I currently have a Avantone CK7 into Tapco Mix60 that I run into a Tascam DP-006, which would be near-perfect (if a little cramped) for my current needs if it had 24-bit recording and the ability to route a submix of individual tracks or stems for mono or stereo processing through an outboard M/S matrix, compressor, EQ and FX (track-assignable stereo inserts??). But it only has stereo/dual mono in and stereo master out and of course the DAC is IMO an afterthought because I'm supposed to dump my tracks into a computer and I've avoided and tried and avoided and tried.

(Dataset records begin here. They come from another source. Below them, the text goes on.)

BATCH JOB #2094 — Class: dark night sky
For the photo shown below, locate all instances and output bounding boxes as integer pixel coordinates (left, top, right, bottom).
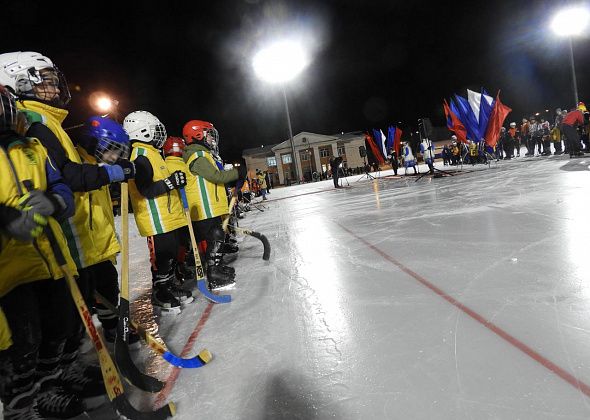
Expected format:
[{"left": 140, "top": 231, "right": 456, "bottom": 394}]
[{"left": 3, "top": 0, "right": 588, "bottom": 160}]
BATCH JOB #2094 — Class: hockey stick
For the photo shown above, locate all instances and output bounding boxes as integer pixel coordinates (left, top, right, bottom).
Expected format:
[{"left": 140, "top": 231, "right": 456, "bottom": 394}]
[
  {"left": 95, "top": 291, "right": 212, "bottom": 369},
  {"left": 115, "top": 182, "right": 165, "bottom": 392},
  {"left": 227, "top": 225, "right": 271, "bottom": 261},
  {"left": 223, "top": 197, "right": 270, "bottom": 260},
  {"left": 180, "top": 188, "right": 231, "bottom": 304},
  {"left": 45, "top": 226, "right": 176, "bottom": 419}
]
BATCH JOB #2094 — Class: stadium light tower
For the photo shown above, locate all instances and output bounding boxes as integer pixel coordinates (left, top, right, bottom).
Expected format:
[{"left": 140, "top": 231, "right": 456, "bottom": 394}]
[
  {"left": 253, "top": 40, "right": 309, "bottom": 184},
  {"left": 551, "top": 6, "right": 590, "bottom": 106}
]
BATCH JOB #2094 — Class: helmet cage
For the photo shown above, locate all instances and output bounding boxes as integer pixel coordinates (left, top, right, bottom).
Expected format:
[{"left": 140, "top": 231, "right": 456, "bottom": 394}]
[
  {"left": 15, "top": 66, "right": 71, "bottom": 108},
  {"left": 0, "top": 85, "right": 17, "bottom": 133},
  {"left": 95, "top": 137, "right": 129, "bottom": 164}
]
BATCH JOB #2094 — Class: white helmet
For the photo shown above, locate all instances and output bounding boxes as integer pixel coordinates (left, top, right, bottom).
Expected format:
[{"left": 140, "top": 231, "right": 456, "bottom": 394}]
[
  {"left": 123, "top": 111, "right": 167, "bottom": 148},
  {"left": 451, "top": 135, "right": 457, "bottom": 140},
  {"left": 0, "top": 51, "right": 71, "bottom": 107},
  {"left": 509, "top": 122, "right": 516, "bottom": 127}
]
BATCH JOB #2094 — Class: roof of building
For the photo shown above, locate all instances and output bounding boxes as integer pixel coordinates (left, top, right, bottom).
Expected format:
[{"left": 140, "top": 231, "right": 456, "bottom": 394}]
[{"left": 272, "top": 131, "right": 365, "bottom": 152}]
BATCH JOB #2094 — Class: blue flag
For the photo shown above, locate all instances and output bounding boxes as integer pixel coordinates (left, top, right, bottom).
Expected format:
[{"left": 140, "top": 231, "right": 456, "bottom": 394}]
[
  {"left": 453, "top": 95, "right": 480, "bottom": 141},
  {"left": 372, "top": 129, "right": 386, "bottom": 159},
  {"left": 478, "top": 88, "right": 494, "bottom": 141},
  {"left": 386, "top": 126, "right": 395, "bottom": 153}
]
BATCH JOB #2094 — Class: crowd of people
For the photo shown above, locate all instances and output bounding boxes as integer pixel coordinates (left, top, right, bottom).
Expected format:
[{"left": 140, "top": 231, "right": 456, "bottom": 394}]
[{"left": 0, "top": 51, "right": 250, "bottom": 419}]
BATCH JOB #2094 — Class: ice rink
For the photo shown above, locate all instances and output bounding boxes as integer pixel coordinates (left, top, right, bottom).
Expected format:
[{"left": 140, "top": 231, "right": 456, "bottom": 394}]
[{"left": 98, "top": 156, "right": 590, "bottom": 419}]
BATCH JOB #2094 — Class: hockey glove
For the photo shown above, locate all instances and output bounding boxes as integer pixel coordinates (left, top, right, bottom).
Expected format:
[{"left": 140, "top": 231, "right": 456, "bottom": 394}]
[
  {"left": 0, "top": 205, "right": 47, "bottom": 242},
  {"left": 17, "top": 189, "right": 61, "bottom": 217},
  {"left": 115, "top": 159, "right": 136, "bottom": 181},
  {"left": 164, "top": 170, "right": 187, "bottom": 191},
  {"left": 102, "top": 164, "right": 125, "bottom": 183}
]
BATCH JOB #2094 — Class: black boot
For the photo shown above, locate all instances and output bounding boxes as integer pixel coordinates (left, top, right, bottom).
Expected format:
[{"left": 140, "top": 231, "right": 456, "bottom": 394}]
[
  {"left": 207, "top": 265, "right": 236, "bottom": 290},
  {"left": 152, "top": 274, "right": 182, "bottom": 315}
]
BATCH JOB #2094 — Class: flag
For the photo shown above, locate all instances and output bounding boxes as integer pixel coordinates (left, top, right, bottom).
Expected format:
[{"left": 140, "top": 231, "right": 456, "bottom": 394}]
[
  {"left": 380, "top": 129, "right": 387, "bottom": 158},
  {"left": 484, "top": 92, "right": 512, "bottom": 148},
  {"left": 393, "top": 127, "right": 402, "bottom": 154},
  {"left": 453, "top": 94, "right": 480, "bottom": 141},
  {"left": 443, "top": 99, "right": 468, "bottom": 144},
  {"left": 467, "top": 89, "right": 482, "bottom": 123},
  {"left": 386, "top": 125, "right": 395, "bottom": 153},
  {"left": 371, "top": 129, "right": 386, "bottom": 161},
  {"left": 478, "top": 88, "right": 494, "bottom": 141},
  {"left": 365, "top": 132, "right": 385, "bottom": 165}
]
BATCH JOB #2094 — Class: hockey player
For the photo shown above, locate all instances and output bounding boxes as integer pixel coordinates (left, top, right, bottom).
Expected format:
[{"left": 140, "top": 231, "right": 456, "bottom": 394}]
[
  {"left": 562, "top": 103, "right": 586, "bottom": 158},
  {"left": 0, "top": 84, "right": 83, "bottom": 419},
  {"left": 182, "top": 120, "right": 246, "bottom": 290},
  {"left": 124, "top": 111, "right": 193, "bottom": 315},
  {"left": 0, "top": 51, "right": 135, "bottom": 413},
  {"left": 161, "top": 136, "right": 199, "bottom": 284},
  {"left": 75, "top": 116, "right": 140, "bottom": 346}
]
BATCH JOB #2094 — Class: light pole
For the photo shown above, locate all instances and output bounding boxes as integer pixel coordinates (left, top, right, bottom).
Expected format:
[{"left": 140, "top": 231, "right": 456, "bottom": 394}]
[
  {"left": 253, "top": 40, "right": 309, "bottom": 184},
  {"left": 551, "top": 6, "right": 590, "bottom": 107}
]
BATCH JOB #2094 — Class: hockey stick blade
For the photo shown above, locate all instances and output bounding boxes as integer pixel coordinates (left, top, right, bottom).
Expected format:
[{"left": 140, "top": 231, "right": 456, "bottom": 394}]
[
  {"left": 96, "top": 292, "right": 213, "bottom": 369},
  {"left": 115, "top": 297, "right": 164, "bottom": 392},
  {"left": 45, "top": 228, "right": 175, "bottom": 419},
  {"left": 230, "top": 225, "right": 271, "bottom": 261},
  {"left": 197, "top": 279, "right": 232, "bottom": 304}
]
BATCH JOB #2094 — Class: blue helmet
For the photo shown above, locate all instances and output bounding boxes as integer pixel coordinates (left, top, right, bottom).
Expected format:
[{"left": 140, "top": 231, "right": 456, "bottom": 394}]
[{"left": 85, "top": 116, "right": 130, "bottom": 164}]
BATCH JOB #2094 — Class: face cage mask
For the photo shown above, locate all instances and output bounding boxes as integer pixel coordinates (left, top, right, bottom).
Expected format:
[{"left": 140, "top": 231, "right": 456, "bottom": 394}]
[
  {"left": 204, "top": 128, "right": 219, "bottom": 155},
  {"left": 14, "top": 67, "right": 71, "bottom": 108},
  {"left": 0, "top": 89, "right": 18, "bottom": 133},
  {"left": 95, "top": 137, "right": 130, "bottom": 164},
  {"left": 151, "top": 123, "right": 167, "bottom": 149}
]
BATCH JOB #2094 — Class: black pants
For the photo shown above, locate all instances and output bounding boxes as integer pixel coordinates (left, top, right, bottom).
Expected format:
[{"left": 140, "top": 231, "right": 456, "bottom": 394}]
[
  {"left": 0, "top": 279, "right": 72, "bottom": 406},
  {"left": 562, "top": 124, "right": 580, "bottom": 154},
  {"left": 147, "top": 226, "right": 190, "bottom": 280},
  {"left": 332, "top": 169, "right": 339, "bottom": 188}
]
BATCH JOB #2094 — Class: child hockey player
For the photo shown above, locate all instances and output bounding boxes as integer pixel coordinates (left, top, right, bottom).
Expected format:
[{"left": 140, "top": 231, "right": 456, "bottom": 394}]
[{"left": 125, "top": 111, "right": 193, "bottom": 314}]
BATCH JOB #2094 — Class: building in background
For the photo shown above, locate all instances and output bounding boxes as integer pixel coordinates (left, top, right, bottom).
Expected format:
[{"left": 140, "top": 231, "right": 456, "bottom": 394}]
[{"left": 242, "top": 131, "right": 366, "bottom": 186}]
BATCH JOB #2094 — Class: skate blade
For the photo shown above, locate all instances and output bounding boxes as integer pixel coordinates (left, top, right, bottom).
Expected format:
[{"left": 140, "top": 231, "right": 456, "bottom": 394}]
[
  {"left": 83, "top": 394, "right": 109, "bottom": 410},
  {"left": 153, "top": 306, "right": 182, "bottom": 316},
  {"left": 210, "top": 283, "right": 236, "bottom": 291},
  {"left": 180, "top": 296, "right": 195, "bottom": 307}
]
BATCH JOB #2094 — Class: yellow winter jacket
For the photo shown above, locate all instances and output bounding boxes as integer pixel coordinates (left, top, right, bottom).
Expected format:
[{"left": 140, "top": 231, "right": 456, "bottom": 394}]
[
  {"left": 164, "top": 156, "right": 201, "bottom": 221},
  {"left": 0, "top": 136, "right": 77, "bottom": 297},
  {"left": 17, "top": 100, "right": 119, "bottom": 268},
  {"left": 184, "top": 146, "right": 231, "bottom": 221},
  {"left": 129, "top": 144, "right": 187, "bottom": 237}
]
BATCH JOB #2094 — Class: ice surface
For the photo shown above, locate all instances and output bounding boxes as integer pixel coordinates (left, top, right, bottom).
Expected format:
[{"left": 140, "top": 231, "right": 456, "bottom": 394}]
[{"left": 7, "top": 157, "right": 590, "bottom": 420}]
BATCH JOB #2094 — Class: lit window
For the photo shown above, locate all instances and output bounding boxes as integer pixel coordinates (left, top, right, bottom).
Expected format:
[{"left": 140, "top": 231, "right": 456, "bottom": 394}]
[
  {"left": 319, "top": 148, "right": 330, "bottom": 158},
  {"left": 267, "top": 156, "right": 277, "bottom": 167},
  {"left": 337, "top": 146, "right": 346, "bottom": 156},
  {"left": 281, "top": 154, "right": 292, "bottom": 164}
]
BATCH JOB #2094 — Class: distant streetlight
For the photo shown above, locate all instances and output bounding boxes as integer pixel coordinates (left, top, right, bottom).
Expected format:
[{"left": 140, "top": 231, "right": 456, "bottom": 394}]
[
  {"left": 253, "top": 40, "right": 309, "bottom": 184},
  {"left": 551, "top": 6, "right": 590, "bottom": 106},
  {"left": 89, "top": 92, "right": 119, "bottom": 117}
]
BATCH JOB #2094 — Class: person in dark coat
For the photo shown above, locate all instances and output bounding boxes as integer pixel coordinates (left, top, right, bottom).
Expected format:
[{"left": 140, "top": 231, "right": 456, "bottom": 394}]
[{"left": 329, "top": 156, "right": 344, "bottom": 188}]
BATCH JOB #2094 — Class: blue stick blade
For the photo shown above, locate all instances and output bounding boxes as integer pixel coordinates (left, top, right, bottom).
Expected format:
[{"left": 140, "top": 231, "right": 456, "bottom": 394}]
[
  {"left": 162, "top": 350, "right": 211, "bottom": 368},
  {"left": 197, "top": 279, "right": 231, "bottom": 304}
]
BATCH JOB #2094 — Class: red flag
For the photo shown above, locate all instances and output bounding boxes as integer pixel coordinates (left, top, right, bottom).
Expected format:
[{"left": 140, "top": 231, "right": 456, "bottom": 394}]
[
  {"left": 484, "top": 92, "right": 512, "bottom": 148},
  {"left": 365, "top": 133, "right": 385, "bottom": 165},
  {"left": 443, "top": 99, "right": 468, "bottom": 144},
  {"left": 393, "top": 127, "right": 402, "bottom": 155}
]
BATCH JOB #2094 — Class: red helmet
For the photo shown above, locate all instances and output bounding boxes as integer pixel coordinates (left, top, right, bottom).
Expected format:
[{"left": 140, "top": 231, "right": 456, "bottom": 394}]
[
  {"left": 182, "top": 119, "right": 219, "bottom": 152},
  {"left": 162, "top": 136, "right": 185, "bottom": 157}
]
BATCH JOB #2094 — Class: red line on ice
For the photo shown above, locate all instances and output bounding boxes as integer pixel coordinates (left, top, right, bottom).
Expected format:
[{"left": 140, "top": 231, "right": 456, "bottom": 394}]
[
  {"left": 337, "top": 222, "right": 590, "bottom": 398},
  {"left": 155, "top": 301, "right": 215, "bottom": 408}
]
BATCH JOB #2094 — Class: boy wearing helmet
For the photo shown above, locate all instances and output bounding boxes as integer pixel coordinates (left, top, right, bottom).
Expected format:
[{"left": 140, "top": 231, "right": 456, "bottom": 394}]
[
  {"left": 182, "top": 120, "right": 246, "bottom": 290},
  {"left": 0, "top": 51, "right": 136, "bottom": 414},
  {"left": 162, "top": 136, "right": 200, "bottom": 284},
  {"left": 0, "top": 84, "right": 83, "bottom": 419},
  {"left": 124, "top": 111, "right": 193, "bottom": 315},
  {"left": 562, "top": 104, "right": 586, "bottom": 158}
]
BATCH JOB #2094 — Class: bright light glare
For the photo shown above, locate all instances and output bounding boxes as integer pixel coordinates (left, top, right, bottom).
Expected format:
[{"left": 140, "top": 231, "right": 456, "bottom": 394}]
[
  {"left": 551, "top": 7, "right": 590, "bottom": 36},
  {"left": 253, "top": 41, "right": 309, "bottom": 84},
  {"left": 95, "top": 97, "right": 113, "bottom": 113}
]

I don't need a ton of tracks -- minimum stereo recording and a minimum of 6 mono (3 stereo) playback for the MTR, and a minimum of 4 mono/2 stereo outs because I won't be mixing more than a mono or stereo signal (individual mono or stereo tracks or mono or stereo stems) at a time, but need to do so "in context" of the rest of the signal. So if I can't have the entire MTR project playing at once, then I can at least have a mixdown of it (with or without the specific target tracks being mixed). And for recording I can always bounce and mix down :)

I was thinking of a little stereo/dual mono 500-series kit (e.g., dbx 560a compressors + dbx 530 EQ behind something like an IGS Bison M/S module up front) maybe with the Zoom L12 (which looks like it can do 4 analog outputs) as the mixer/MTR/mic pres and something like the TC Electronics M100 for outboard signal processing. The Zoom L series seems to be the only MTR/mixer I can find that has latency compensation for DAC/ADC and outboard DSP and the ability to route submixes for outboard processing, but I also need to confirm that. From what I've read on these forums, latency is less an issue compared to a workflow that is constantly doing ADC and DAC. I don't want to assemble such a system only to find that I have latency and misalignment issues or I'm screwing my sound simply by mixing it! I was hoping maybe someone with more experience can shed some light on this.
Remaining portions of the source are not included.